Stars and Algae

Every night, stars fall into the pond, exploding into globs of algae. I know because I scrape off the celestial refuse every morning. The rotting ooze shimmers with the stuff of stars. I suspect the pond overlies a magnetic hotbed, sucking stars to their deaths. There is no other explanation. Stars and water do not mix.

I don’t mind the green bubbles of scum, but Grandpa likes his pond star-free. So I arise to peel away layers of exploded nebulae. The school bus rattles down the road and I wonder what they would do if a grown man ran after it, sat down in those sticky olive-green seats and went to school again.

After that, Virginia must be milked. She refuses to stand still unless I tell her my dreams. I whisper about the far-off places I’ve visited, but Virginia isn’t satisfied until I tell her about the part where I fly, floating off like a balloon, soaring over the farm. Virginia closes her eyes, long lashes fluttering in bovine ecstasy, for cows dream of flying more than humans do.

Virginia likes dreams, but the chickens prefer fiction. It’s a constant struggle to keep them satisfied. Today I spin yarns of medieval knights. They coo and cluck disapprovingly. It is terribly hard to please a chicken.

I cook Grandpa’s breakfast. Eggs over easy. Then I weed the garden and think up all the synonyms for green.

Bush-hogging comes next. Grandpa limps down to watch me, frowning at my uneven lines. I spur up swarms of grasshoppers and stare at the sky where the airplanes are glints of light and trails of crystallized vapor.

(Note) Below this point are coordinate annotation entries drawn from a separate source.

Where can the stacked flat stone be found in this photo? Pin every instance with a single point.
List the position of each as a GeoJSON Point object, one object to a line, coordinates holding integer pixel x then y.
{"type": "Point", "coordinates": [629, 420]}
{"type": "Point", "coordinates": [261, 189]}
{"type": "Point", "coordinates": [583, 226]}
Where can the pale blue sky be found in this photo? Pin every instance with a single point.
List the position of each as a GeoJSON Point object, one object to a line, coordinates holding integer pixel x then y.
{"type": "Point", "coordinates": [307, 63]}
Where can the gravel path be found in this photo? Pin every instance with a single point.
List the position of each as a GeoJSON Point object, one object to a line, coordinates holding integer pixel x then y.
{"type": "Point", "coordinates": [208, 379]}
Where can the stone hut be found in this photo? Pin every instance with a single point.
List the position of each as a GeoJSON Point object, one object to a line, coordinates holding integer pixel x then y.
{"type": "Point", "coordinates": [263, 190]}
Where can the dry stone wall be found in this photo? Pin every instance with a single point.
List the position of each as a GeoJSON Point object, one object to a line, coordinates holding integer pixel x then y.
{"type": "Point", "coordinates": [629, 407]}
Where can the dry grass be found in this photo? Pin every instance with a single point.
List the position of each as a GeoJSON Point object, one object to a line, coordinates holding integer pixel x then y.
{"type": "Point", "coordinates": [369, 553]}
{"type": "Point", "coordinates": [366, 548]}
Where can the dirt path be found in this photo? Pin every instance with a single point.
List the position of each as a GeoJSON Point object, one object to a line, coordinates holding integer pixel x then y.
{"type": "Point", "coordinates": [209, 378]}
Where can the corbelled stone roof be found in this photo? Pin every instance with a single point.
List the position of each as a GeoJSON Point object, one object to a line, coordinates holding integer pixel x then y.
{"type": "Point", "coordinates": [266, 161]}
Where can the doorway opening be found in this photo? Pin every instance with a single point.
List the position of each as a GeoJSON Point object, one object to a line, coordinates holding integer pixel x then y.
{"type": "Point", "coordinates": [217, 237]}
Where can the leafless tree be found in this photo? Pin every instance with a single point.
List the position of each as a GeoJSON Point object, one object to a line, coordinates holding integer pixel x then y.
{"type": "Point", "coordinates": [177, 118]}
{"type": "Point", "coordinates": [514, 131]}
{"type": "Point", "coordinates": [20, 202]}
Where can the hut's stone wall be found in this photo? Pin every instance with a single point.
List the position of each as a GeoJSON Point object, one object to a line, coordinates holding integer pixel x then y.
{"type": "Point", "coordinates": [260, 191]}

I have a dark wish that I don’t even tell Virginia. A wish that just one of those planes would crash. No one would get hurt. It would land gently in the corn field and I would help everyone off and drive the pilots to town on the tractor. But they never crash, and I can’t say I blame them.

At supper, Grandpa’s hands shake as he passes my plate. A new bandage where he cut himself peeling tomatoes. We talk about fall crops. He doesn’t remember we had the same conversation yesterday and the day before that.

He says if it’s a good year, we can send me to college. He’s said it every year. I don’t bother telling him I’m too old. I know the money is there, in mason jars underneath his bed. It’s been there for years.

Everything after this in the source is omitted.